We are to get rid of those old, worn-out memories and think only about Him.


By Baba's grace, He has blessed us with the realisation that He is the most venerable Entity in this universe and only He should be remembered. At the same time we should systematically remove those thoughts which we do not want to remember. This will help us immensely in life. Finally, when remembering Him becomes our fixed habit (dhruva'smrti) then our success and salvation are assured, by His grace.

Baba says, "Those who have developed a memory capable of retaining information do not forget anything any more. That is, they always mentally remember God. Then what happens in that condition? They get their memory firmly implanted – firmly based in a solid foundation – and they never forget. And that condition of never forgetting anything, is called dhruva'smrti. And memory then stands firm and sure. Then you have full control over your memory according to your wish. Such people are called dhruva'smrti – they can always remember God and thus feel a special kind of a'nanda or bliss in their minds." (AV-6)



Here are a few more of Baba's invaluable guidelines on enhancing one's memory.

Baba says, "One whose mental power is weak, whose nerve-cells are feeble, who has little will-power, who cannot make his mind singularly pointed or concentrate sharply, has a short memory. He is unable to remember what has been seen or thought after a lapse of time." (AV-6)

Baba says, "At the time of learning something, you should empty your mind of all other thoughts, giving full importance to what is being learnt...As a result, you will develop your thinking capacity." (APH-5, p. 357)

Baba says, "The exact mental reproduction of what has been previously perceived is called smrti or memory. For instance, you once perceived an elephant by observing a real elephant and seeing its huge body, legs, eyes, ears, nose and trunk. The physical form of the elephant struck the retina of your eyes creating a vibration in your optical fluid, and was ultimately imprinted in your mind as the image of the elephant. Now some time later when you see an animal with the same type of limbs as those of your previously perceived elephant, you immediately conclude that this animal must also be an elephant. Your conclusion is based on your previous perception. This is memory." (AFPS-7)

Baba says, "When the memory becomes established, unfailing and spontaneous, it is called dhruva'smrti, or constant memory. Dhruva'smrti, or constant memory, is an essential prerequisite for spiritual sama'dhi or bliss." (AFPS-7)

Importance of Sadhana

Baba says, "Numerous rich and beautiful cities of the historic past are now buried under the earth. Many splendid palaces and mansions, many churches, temples, mosques and synagogues, and many pyramids have been reduced to rubble. With the constant change in the flow of time, how many major changes have occurred in the universe? Similarly, with the change in time and space, people also change. A small two year old child becomes a smart and active twenty-five year old youth. And the same energetic youth becomes an infirm, inactive old person in due course. Thus, nothing in this universe is permanent. Many gigantic animals of the past have become totally extinct from the surface of the earth. Royal pomp and opulence, the pride of power, the vast knowledge of mighty scholars have become things of the past, thrown into the dustbin of history. Many objects emerged in the past, remained on earth for a short time, and then disappeared according to the inexorable law of nature."

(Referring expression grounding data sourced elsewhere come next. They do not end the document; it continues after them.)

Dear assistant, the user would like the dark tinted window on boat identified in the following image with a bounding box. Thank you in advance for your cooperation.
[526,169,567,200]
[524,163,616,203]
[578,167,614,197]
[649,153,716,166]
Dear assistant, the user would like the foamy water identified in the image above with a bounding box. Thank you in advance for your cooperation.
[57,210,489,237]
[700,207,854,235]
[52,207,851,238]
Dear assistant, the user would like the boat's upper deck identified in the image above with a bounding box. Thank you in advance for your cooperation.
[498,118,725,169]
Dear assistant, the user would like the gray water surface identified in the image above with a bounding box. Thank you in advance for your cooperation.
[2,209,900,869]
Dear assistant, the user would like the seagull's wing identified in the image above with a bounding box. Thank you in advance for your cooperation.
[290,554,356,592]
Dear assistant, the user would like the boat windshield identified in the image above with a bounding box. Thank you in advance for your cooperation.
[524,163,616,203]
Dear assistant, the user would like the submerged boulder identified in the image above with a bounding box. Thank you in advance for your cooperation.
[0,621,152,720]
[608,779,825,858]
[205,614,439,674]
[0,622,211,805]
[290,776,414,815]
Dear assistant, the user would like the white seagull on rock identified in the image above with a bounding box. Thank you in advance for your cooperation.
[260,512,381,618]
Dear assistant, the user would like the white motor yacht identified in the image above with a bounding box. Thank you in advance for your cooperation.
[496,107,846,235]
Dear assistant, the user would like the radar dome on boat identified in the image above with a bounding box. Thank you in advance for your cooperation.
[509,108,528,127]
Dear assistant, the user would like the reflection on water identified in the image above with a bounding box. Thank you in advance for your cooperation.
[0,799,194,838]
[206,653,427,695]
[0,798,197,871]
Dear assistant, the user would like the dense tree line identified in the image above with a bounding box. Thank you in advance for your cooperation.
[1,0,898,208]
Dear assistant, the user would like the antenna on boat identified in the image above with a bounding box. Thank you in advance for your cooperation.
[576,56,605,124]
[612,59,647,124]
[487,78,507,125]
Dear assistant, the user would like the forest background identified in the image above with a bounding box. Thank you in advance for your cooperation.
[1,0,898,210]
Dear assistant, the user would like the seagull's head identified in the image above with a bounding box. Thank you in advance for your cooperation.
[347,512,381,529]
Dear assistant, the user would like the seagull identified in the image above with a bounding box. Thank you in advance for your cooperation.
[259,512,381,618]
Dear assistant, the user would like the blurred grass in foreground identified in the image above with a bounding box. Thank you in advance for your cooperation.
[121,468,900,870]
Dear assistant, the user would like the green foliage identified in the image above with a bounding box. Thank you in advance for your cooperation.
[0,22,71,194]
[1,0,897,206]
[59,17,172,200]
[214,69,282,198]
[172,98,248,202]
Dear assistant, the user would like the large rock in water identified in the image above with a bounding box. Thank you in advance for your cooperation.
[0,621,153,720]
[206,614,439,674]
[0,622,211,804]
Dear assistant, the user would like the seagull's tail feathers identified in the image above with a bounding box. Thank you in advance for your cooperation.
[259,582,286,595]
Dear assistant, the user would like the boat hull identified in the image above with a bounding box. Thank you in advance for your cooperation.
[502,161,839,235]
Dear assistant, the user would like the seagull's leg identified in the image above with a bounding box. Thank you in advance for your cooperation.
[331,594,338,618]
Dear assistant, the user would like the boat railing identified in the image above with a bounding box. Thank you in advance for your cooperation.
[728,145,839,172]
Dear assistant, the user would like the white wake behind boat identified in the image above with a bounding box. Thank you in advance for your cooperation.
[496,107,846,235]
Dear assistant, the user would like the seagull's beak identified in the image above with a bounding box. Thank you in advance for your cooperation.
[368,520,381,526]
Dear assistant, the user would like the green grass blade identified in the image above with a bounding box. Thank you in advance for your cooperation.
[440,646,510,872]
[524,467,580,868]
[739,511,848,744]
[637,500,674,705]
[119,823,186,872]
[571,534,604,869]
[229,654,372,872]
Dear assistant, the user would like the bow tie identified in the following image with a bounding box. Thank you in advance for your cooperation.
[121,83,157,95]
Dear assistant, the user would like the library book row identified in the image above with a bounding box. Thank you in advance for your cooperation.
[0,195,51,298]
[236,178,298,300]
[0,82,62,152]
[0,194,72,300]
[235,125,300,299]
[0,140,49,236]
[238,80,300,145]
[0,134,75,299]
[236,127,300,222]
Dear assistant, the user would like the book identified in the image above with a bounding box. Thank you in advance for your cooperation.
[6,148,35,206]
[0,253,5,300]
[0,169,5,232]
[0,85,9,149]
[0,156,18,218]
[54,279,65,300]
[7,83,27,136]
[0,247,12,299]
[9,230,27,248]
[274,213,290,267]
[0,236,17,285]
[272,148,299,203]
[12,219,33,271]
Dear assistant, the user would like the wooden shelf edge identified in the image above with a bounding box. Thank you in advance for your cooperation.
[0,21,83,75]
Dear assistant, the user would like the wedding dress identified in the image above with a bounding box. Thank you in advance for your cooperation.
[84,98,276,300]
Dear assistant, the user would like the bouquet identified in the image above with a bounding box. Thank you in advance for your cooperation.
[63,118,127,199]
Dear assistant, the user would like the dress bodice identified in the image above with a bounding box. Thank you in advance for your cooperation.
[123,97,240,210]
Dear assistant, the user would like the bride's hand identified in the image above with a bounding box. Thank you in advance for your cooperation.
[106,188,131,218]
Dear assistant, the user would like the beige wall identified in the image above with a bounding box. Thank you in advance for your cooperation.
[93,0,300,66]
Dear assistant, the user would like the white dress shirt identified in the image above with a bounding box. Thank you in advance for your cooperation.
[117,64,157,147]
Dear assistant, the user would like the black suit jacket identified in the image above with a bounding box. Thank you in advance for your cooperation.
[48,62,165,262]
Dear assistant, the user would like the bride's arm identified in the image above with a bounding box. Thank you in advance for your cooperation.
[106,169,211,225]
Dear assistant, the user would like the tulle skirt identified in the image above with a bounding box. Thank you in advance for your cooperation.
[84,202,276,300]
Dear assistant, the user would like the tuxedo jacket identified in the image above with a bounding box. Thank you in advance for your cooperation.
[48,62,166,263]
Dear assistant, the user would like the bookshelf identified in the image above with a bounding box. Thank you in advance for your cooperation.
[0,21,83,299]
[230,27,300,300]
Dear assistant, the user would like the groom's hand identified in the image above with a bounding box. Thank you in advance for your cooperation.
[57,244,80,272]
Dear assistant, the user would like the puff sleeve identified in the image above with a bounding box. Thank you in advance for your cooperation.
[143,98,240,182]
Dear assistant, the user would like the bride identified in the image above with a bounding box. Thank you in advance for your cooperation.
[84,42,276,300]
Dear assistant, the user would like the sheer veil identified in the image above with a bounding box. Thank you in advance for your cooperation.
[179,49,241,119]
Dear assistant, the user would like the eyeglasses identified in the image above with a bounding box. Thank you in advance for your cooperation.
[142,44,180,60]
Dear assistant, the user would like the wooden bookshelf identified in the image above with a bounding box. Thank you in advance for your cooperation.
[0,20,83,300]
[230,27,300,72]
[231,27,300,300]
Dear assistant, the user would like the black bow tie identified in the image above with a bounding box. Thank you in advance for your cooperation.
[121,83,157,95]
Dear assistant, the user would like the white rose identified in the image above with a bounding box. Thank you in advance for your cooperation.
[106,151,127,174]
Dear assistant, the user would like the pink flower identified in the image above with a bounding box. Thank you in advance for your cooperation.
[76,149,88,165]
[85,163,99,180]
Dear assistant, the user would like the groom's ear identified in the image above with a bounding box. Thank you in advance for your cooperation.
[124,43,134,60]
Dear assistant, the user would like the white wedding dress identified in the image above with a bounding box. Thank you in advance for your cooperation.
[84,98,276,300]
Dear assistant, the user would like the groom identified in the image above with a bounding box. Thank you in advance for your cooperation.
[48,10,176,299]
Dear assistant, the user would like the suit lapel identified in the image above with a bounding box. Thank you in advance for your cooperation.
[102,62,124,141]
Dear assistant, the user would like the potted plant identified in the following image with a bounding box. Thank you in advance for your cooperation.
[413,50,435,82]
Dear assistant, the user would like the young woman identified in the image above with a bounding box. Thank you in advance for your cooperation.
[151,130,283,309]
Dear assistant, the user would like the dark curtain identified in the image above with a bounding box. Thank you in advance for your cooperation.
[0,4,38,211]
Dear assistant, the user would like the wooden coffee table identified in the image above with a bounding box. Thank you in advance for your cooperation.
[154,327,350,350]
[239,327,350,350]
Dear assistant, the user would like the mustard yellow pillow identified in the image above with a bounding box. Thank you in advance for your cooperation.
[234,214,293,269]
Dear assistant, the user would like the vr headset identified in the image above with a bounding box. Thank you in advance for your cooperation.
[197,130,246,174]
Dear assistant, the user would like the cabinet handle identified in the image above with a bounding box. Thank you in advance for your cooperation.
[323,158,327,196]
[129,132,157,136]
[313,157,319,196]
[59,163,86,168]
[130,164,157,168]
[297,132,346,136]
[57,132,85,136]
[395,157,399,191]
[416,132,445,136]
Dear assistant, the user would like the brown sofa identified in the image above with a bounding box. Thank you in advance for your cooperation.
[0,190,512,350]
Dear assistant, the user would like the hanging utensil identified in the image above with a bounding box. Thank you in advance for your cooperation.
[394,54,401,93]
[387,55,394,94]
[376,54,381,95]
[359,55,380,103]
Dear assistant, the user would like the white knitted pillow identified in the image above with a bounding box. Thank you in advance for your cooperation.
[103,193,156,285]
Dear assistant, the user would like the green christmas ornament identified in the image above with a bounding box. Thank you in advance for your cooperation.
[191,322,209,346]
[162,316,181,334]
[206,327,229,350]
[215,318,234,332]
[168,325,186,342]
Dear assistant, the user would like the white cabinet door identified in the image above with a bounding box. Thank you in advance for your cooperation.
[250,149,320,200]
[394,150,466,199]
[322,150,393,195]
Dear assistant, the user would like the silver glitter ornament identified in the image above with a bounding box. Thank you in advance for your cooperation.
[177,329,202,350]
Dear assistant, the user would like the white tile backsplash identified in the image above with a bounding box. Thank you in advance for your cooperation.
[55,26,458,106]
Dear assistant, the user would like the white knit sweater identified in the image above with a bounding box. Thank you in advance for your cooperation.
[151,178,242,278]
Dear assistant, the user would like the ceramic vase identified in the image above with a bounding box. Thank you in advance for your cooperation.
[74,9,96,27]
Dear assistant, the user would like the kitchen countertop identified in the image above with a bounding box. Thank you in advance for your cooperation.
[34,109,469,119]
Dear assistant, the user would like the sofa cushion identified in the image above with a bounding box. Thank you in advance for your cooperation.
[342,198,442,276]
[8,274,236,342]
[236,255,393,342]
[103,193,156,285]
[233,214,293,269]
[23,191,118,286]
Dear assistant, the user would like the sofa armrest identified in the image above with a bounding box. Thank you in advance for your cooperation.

"The only eternal truth is Parama Purus'a. He is ana'di, beginningless, endless, all-pervasive; an entity beyond the scope of time, place and person. He is the only eternal, undecaying, imperishable, immutable entity. He is the Supreme Source from which the inanimate, plant and animal worlds have emerged. He is the starting point and the culminating point of everything. Hence, wise people should utilise their physical, psychic and spiritual power to realise that supreme omnitelepathic entity, to become one with Him." (PNS-18, p.6)

Note: Please read Baba's above teaching again carefully. It explains everything.